IBM has progressed from a staid manufacturer of large, mainframe computers to a faster grower that focuses more on consulting and software. In November, it agreed to buy software maker Cognos for $5 billion.

The purchase of Cognos, which makes software that helps companies mine data to hone their marketing and operations, "gives investors more confidence that IBM's acquisition strategy is back on track," says American Technology Research analyst Shaw Wu.

The hardware business should get a boost next year from new products and customer upgrades. Wu expects IBM's Power6 servers, launched this year, to increase hardware sales in 2008. Meanwhile, "customers are consolidating their workloads, which is lifting demand for more profitable, higher servers," says Value Line analyst George Niemond.

It appears the credit crunch has had little effect on IBM. "We benefit from the market's flight to quality," chief financial officer Mark Loughridge told analysts during the company's third-quarter conference call, on October 16. IBM can meet its short-term borrowing needs with one-month commercial paper at a favorable interest rate that's slightly below LIBOR, a widely followed short-term rate.


In the third quarter, IBM sold a $3 billion ten-year bond, its largest single debt issue ever.

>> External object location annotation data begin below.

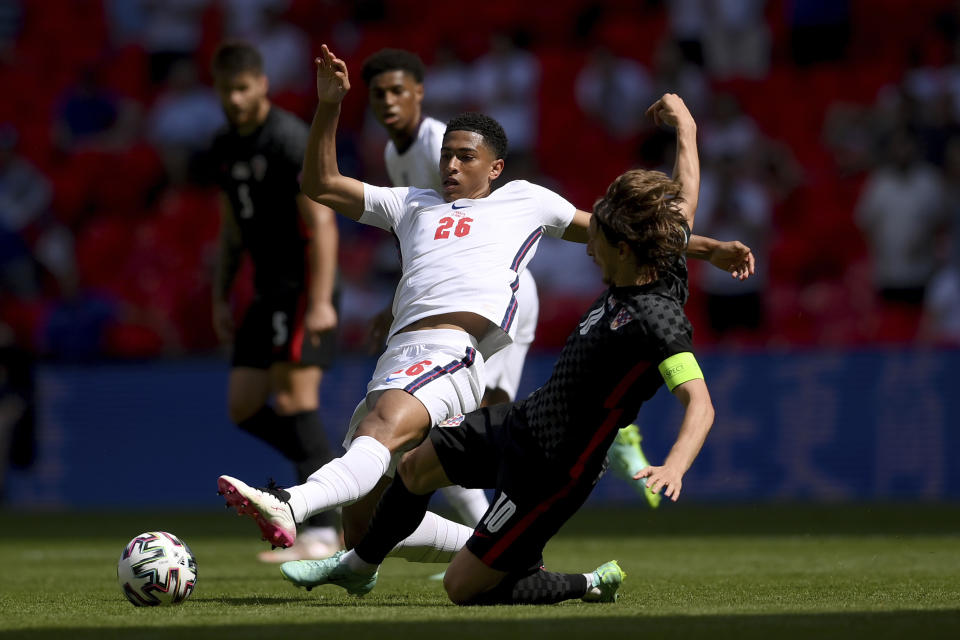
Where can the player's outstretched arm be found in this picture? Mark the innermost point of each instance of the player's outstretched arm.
(697, 420)
(321, 179)
(579, 228)
(320, 221)
(733, 257)
(671, 110)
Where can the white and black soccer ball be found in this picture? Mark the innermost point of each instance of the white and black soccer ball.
(157, 568)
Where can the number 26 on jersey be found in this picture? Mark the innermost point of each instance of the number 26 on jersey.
(443, 230)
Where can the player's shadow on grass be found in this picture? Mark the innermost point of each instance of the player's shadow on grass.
(543, 622)
(249, 601)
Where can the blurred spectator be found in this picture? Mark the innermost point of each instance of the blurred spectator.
(92, 116)
(11, 23)
(899, 211)
(729, 132)
(734, 207)
(29, 235)
(78, 323)
(614, 92)
(941, 305)
(672, 73)
(244, 19)
(848, 134)
(173, 30)
(687, 24)
(17, 405)
(737, 44)
(286, 52)
(445, 85)
(819, 30)
(506, 83)
(183, 120)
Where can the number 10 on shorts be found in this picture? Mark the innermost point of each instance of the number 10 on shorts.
(499, 513)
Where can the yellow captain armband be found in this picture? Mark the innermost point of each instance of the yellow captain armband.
(679, 368)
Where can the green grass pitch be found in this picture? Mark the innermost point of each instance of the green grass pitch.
(694, 571)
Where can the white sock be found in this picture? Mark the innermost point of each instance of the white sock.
(326, 535)
(341, 481)
(358, 564)
(435, 540)
(470, 504)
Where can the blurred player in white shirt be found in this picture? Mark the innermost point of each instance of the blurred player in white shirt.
(462, 250)
(394, 79)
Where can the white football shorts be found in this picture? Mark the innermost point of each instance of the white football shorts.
(442, 368)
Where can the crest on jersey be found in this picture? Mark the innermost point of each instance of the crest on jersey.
(622, 318)
(259, 165)
(453, 421)
(592, 318)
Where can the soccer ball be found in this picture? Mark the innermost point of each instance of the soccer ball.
(156, 568)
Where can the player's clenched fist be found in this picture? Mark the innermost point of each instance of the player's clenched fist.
(333, 82)
(670, 110)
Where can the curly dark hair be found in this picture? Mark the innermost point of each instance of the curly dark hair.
(642, 208)
(392, 60)
(491, 131)
(235, 57)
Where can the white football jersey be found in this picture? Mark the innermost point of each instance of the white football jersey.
(419, 165)
(465, 255)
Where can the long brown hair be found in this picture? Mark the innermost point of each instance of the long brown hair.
(642, 208)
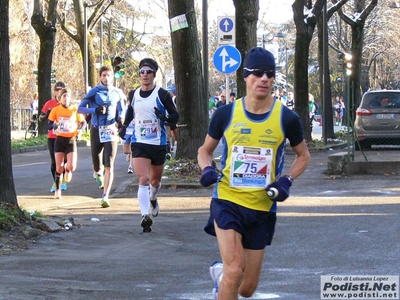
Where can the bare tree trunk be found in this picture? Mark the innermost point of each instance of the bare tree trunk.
(7, 188)
(191, 102)
(304, 33)
(327, 105)
(357, 44)
(246, 12)
(45, 29)
(78, 35)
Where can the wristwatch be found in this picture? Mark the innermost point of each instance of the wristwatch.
(291, 179)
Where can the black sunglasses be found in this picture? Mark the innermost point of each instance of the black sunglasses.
(260, 73)
(146, 71)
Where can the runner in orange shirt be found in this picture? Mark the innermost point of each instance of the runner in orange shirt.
(67, 124)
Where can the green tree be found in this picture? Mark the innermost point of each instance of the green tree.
(246, 34)
(77, 32)
(356, 20)
(7, 188)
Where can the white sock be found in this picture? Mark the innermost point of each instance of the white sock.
(144, 199)
(154, 191)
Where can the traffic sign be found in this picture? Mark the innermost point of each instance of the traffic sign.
(227, 59)
(226, 30)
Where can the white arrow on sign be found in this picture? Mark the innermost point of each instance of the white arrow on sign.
(226, 25)
(226, 61)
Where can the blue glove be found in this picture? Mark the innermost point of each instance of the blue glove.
(160, 114)
(209, 176)
(101, 110)
(279, 190)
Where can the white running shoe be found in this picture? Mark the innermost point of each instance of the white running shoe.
(216, 272)
(146, 223)
(155, 208)
(100, 180)
(68, 176)
(130, 170)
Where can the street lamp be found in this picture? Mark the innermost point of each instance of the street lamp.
(281, 35)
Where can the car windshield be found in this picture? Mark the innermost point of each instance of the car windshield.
(381, 100)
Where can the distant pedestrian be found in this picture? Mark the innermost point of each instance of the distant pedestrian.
(149, 109)
(106, 103)
(247, 189)
(127, 139)
(67, 124)
(221, 102)
(51, 136)
(232, 97)
(35, 107)
(290, 101)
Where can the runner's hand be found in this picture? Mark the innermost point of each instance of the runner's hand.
(209, 176)
(160, 114)
(122, 132)
(279, 190)
(101, 110)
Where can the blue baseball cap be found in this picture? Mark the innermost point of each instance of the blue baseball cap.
(258, 58)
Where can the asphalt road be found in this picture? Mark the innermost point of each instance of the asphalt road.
(328, 226)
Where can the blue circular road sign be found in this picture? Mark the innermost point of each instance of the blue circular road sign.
(226, 25)
(227, 59)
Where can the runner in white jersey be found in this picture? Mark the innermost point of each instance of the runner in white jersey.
(150, 107)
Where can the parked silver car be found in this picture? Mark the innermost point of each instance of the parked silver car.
(378, 119)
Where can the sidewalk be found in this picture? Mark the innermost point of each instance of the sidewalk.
(328, 226)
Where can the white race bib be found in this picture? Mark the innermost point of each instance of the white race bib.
(250, 167)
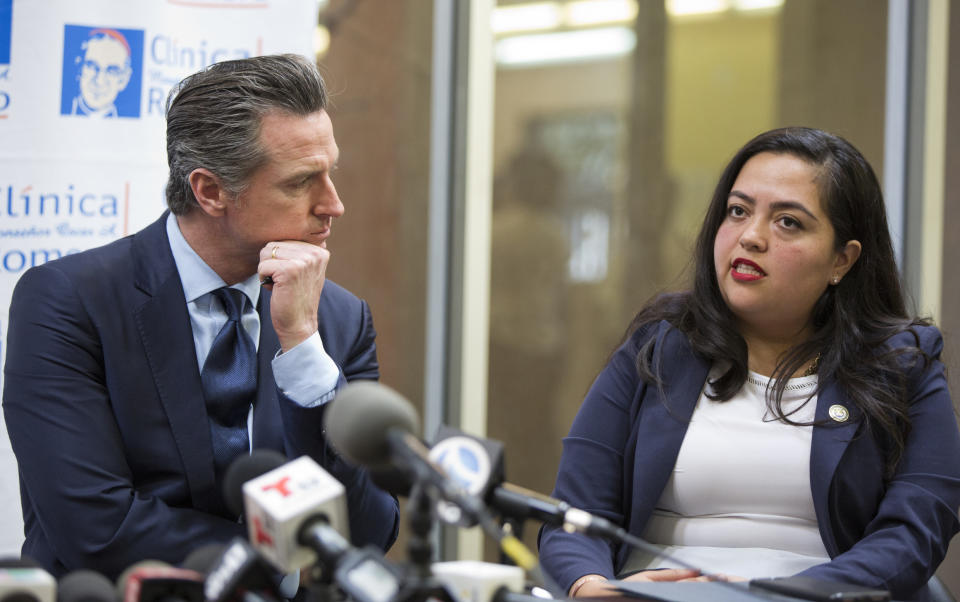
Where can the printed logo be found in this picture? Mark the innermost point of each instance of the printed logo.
(6, 34)
(6, 29)
(464, 461)
(102, 71)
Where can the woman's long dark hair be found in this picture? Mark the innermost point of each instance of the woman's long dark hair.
(851, 320)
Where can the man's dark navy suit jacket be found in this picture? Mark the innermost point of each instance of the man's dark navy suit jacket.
(106, 417)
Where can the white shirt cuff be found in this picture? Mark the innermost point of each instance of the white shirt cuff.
(306, 374)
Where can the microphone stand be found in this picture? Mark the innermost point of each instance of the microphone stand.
(420, 584)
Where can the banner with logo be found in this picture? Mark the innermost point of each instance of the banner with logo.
(83, 87)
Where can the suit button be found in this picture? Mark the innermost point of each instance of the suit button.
(839, 413)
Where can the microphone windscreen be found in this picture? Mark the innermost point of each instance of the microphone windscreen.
(246, 468)
(124, 577)
(18, 562)
(361, 417)
(204, 558)
(85, 586)
(391, 479)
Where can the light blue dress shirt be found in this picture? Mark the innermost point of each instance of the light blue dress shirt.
(305, 374)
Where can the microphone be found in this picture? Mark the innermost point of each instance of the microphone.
(22, 581)
(373, 425)
(478, 464)
(239, 572)
(84, 585)
(472, 581)
(296, 516)
(246, 468)
(296, 513)
(154, 581)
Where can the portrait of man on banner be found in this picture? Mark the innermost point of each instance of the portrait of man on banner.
(101, 72)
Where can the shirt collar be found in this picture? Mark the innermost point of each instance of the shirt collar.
(197, 278)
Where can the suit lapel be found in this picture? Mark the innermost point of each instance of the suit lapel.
(829, 442)
(164, 324)
(663, 424)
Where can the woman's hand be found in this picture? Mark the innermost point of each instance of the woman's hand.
(680, 575)
(667, 575)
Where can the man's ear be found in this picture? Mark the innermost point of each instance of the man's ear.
(208, 191)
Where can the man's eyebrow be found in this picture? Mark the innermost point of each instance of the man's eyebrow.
(776, 205)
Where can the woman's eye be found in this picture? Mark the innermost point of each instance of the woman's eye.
(789, 222)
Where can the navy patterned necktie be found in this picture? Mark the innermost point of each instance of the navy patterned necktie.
(229, 381)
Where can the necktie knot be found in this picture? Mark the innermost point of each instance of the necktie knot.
(233, 302)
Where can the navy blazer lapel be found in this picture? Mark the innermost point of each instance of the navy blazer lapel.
(164, 324)
(829, 442)
(267, 427)
(663, 424)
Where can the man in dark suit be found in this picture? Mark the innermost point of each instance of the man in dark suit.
(106, 398)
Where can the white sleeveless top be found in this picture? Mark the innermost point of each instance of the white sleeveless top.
(739, 500)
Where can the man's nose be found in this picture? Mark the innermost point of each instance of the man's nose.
(328, 201)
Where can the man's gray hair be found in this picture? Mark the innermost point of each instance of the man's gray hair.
(214, 116)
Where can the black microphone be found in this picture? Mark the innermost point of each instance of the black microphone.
(373, 425)
(297, 515)
(238, 573)
(84, 585)
(155, 581)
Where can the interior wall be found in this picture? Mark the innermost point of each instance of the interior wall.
(950, 304)
(378, 70)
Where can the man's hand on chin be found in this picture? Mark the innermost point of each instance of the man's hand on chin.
(296, 271)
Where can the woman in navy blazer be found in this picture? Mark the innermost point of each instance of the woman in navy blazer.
(794, 275)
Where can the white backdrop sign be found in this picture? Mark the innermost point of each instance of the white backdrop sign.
(82, 154)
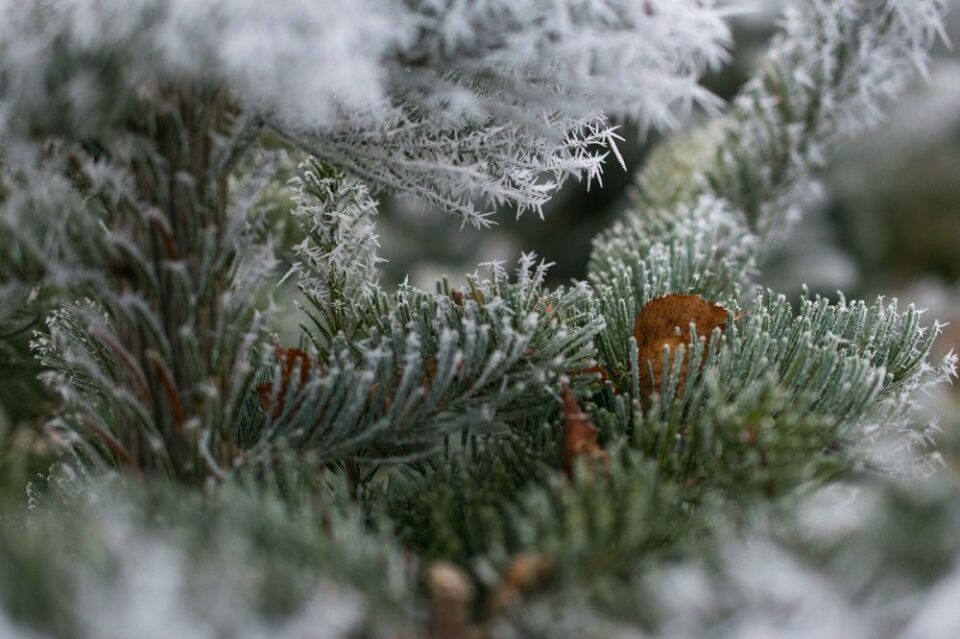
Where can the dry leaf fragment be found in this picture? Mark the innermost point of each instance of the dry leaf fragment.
(665, 321)
(579, 434)
(525, 574)
(450, 596)
(289, 359)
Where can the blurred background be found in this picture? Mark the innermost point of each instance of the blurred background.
(887, 222)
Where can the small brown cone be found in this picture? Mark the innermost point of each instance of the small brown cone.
(579, 435)
(450, 597)
(288, 358)
(665, 321)
(525, 574)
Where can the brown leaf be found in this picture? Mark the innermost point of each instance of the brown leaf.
(288, 359)
(579, 434)
(665, 321)
(450, 596)
(525, 574)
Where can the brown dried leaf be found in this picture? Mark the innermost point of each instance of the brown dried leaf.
(665, 321)
(525, 574)
(450, 596)
(289, 358)
(579, 434)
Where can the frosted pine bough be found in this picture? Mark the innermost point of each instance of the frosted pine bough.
(412, 427)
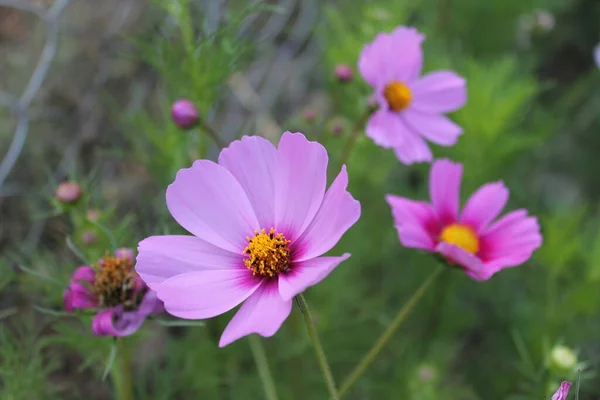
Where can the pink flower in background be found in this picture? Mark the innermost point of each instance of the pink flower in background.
(261, 219)
(411, 107)
(114, 287)
(471, 239)
(562, 392)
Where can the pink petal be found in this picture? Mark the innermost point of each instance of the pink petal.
(413, 148)
(562, 392)
(251, 161)
(394, 56)
(386, 129)
(307, 273)
(210, 203)
(439, 92)
(262, 313)
(472, 265)
(337, 214)
(417, 224)
(300, 180)
(510, 241)
(204, 294)
(444, 189)
(162, 257)
(484, 205)
(436, 128)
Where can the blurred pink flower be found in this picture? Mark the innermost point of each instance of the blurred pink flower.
(470, 239)
(411, 107)
(261, 219)
(113, 287)
(562, 392)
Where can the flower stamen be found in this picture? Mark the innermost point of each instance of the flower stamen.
(462, 236)
(398, 95)
(268, 253)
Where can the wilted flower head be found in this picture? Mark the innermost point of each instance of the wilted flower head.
(411, 107)
(562, 392)
(261, 219)
(184, 113)
(68, 192)
(470, 239)
(344, 72)
(114, 287)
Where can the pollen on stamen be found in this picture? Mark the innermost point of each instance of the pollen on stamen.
(268, 253)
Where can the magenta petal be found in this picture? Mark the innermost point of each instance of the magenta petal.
(261, 313)
(386, 129)
(444, 189)
(562, 392)
(436, 128)
(415, 221)
(162, 257)
(300, 180)
(337, 214)
(307, 273)
(510, 241)
(251, 160)
(205, 294)
(210, 203)
(484, 205)
(472, 265)
(439, 92)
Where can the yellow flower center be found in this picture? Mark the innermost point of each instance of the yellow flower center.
(268, 253)
(462, 236)
(114, 282)
(398, 96)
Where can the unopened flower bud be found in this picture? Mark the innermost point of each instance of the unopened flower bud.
(89, 237)
(68, 192)
(563, 358)
(344, 73)
(184, 114)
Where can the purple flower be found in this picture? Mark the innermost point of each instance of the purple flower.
(184, 113)
(411, 107)
(115, 288)
(562, 392)
(261, 220)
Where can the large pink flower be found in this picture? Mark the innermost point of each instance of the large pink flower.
(562, 392)
(411, 106)
(260, 219)
(470, 239)
(113, 287)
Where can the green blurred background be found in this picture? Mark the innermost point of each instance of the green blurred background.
(101, 118)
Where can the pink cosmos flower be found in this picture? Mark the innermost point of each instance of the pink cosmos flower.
(562, 392)
(113, 287)
(411, 106)
(470, 239)
(261, 219)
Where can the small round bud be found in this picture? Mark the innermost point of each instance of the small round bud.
(344, 73)
(184, 114)
(68, 192)
(125, 253)
(563, 358)
(309, 115)
(89, 237)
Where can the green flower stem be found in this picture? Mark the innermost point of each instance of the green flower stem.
(260, 357)
(121, 371)
(312, 333)
(362, 366)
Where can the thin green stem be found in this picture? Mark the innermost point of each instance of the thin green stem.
(121, 371)
(260, 357)
(312, 333)
(363, 364)
(354, 137)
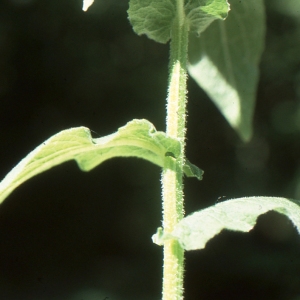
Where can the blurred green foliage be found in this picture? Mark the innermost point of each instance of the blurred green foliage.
(60, 68)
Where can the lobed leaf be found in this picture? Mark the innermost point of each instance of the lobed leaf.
(201, 13)
(195, 230)
(224, 62)
(155, 17)
(137, 138)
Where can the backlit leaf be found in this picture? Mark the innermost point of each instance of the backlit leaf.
(224, 62)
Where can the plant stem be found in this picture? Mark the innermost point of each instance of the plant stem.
(172, 184)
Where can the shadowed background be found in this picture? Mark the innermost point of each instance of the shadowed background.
(69, 235)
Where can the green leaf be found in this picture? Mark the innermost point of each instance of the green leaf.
(155, 17)
(194, 231)
(201, 13)
(137, 138)
(190, 170)
(224, 62)
(152, 17)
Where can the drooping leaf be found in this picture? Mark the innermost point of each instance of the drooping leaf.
(195, 230)
(224, 62)
(137, 138)
(87, 4)
(155, 17)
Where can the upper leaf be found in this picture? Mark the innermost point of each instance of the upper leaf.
(201, 13)
(224, 62)
(194, 231)
(155, 17)
(137, 138)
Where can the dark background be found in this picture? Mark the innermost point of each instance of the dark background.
(69, 235)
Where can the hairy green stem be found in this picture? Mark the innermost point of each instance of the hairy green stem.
(172, 185)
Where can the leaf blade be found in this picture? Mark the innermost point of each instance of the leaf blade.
(137, 138)
(155, 18)
(226, 65)
(195, 230)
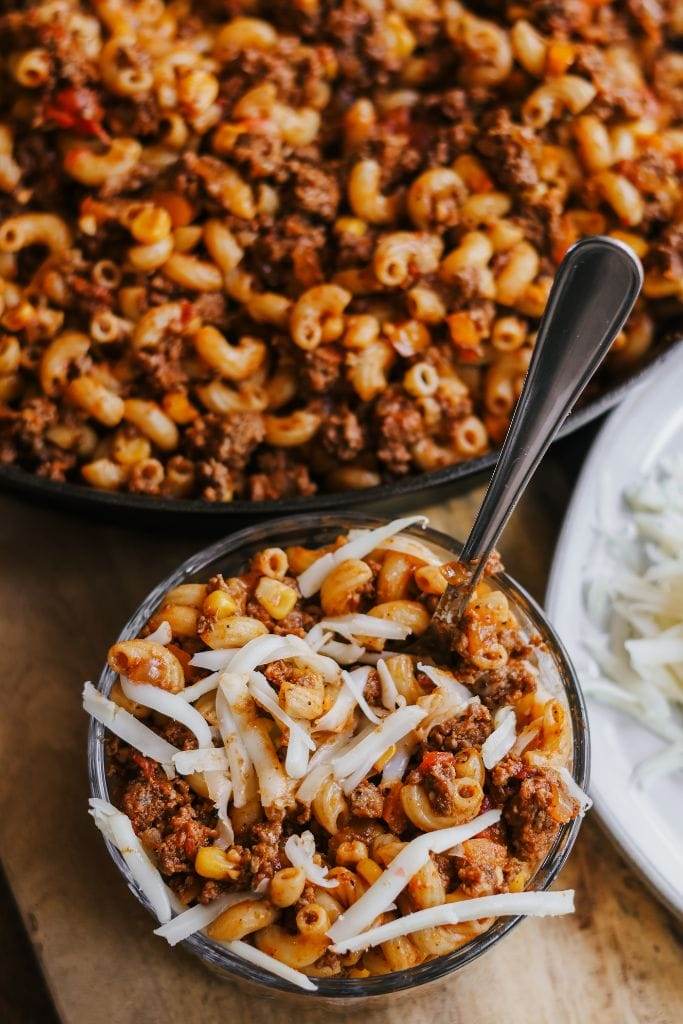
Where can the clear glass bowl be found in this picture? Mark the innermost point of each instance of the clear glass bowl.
(229, 555)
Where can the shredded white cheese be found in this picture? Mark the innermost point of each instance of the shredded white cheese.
(502, 738)
(456, 691)
(352, 767)
(530, 904)
(197, 690)
(117, 827)
(262, 692)
(357, 625)
(634, 601)
(342, 653)
(127, 727)
(198, 918)
(254, 955)
(355, 681)
(273, 785)
(406, 864)
(214, 660)
(242, 770)
(170, 705)
(301, 850)
(310, 785)
(391, 698)
(312, 579)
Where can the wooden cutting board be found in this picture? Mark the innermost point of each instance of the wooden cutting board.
(66, 588)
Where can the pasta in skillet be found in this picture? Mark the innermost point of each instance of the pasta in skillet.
(253, 250)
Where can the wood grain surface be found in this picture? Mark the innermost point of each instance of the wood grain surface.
(66, 588)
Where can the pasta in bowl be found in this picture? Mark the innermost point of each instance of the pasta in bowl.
(305, 803)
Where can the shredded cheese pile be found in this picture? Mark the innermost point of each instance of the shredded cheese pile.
(635, 597)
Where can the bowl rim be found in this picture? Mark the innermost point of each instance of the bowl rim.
(90, 498)
(212, 953)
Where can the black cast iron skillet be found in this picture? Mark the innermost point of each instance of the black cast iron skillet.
(409, 492)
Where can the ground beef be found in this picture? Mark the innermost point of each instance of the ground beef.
(266, 854)
(393, 812)
(531, 826)
(316, 190)
(342, 434)
(322, 369)
(262, 156)
(561, 16)
(480, 868)
(666, 256)
(229, 439)
(216, 481)
(509, 150)
(617, 93)
(211, 308)
(469, 729)
(162, 368)
(398, 425)
(506, 685)
(668, 76)
(535, 804)
(177, 851)
(367, 801)
(279, 673)
(289, 256)
(280, 476)
(146, 802)
(440, 779)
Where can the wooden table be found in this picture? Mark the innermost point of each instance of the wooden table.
(66, 588)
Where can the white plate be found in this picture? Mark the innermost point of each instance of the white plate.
(646, 823)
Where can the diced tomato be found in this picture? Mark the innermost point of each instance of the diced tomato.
(77, 109)
(433, 758)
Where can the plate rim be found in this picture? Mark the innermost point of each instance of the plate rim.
(84, 498)
(649, 873)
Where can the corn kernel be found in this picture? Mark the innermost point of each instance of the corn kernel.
(388, 754)
(351, 852)
(463, 330)
(559, 57)
(275, 597)
(211, 862)
(178, 208)
(369, 870)
(177, 406)
(152, 224)
(218, 604)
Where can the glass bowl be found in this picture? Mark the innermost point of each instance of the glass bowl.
(558, 676)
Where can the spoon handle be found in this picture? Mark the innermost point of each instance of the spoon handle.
(592, 295)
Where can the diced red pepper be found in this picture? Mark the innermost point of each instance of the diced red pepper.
(77, 109)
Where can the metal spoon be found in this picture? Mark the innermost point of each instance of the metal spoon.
(592, 295)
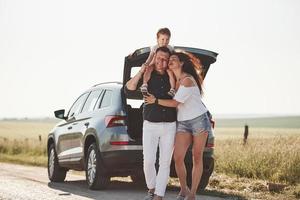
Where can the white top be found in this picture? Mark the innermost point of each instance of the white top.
(190, 105)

The offering was oversubscribed by a multiple of two, Loughridge says. The company had $13.8 billion in cash on hand at the end of the third quarter.

Yet IBM is not completely insulated from the subprime-related financial turmoil. More than a quarter of its $96.2 billion in revenue comes from financial companies. However, much of the technology and services IBM sells to financial companies is through long-term contracts, Wu says.

There are tailwinds behind IBM's stock. Investors are favoring -- and should continue to favor -- stocks of large, growing companies like Big Blue. That's because those companies have balance sheets strong enough to endure economic weakness and volatile credit markets and the heft to compete anywhere in the world.

The shares appear to be attractively valued. The stock (symbol IBM), which closed at $105.77 on December 14, trades at 13 times the $7.98 per share that analysts expect IBM to earn in 2008. By contrast, Standard & Poor's 500-stock index sports a price-to-earnings ratio of 15. IBM stock has gained 10% year to date, but fell 2% on December 14 in a weak market. Wu rates IBM a buy and has a 12-month target price of $150.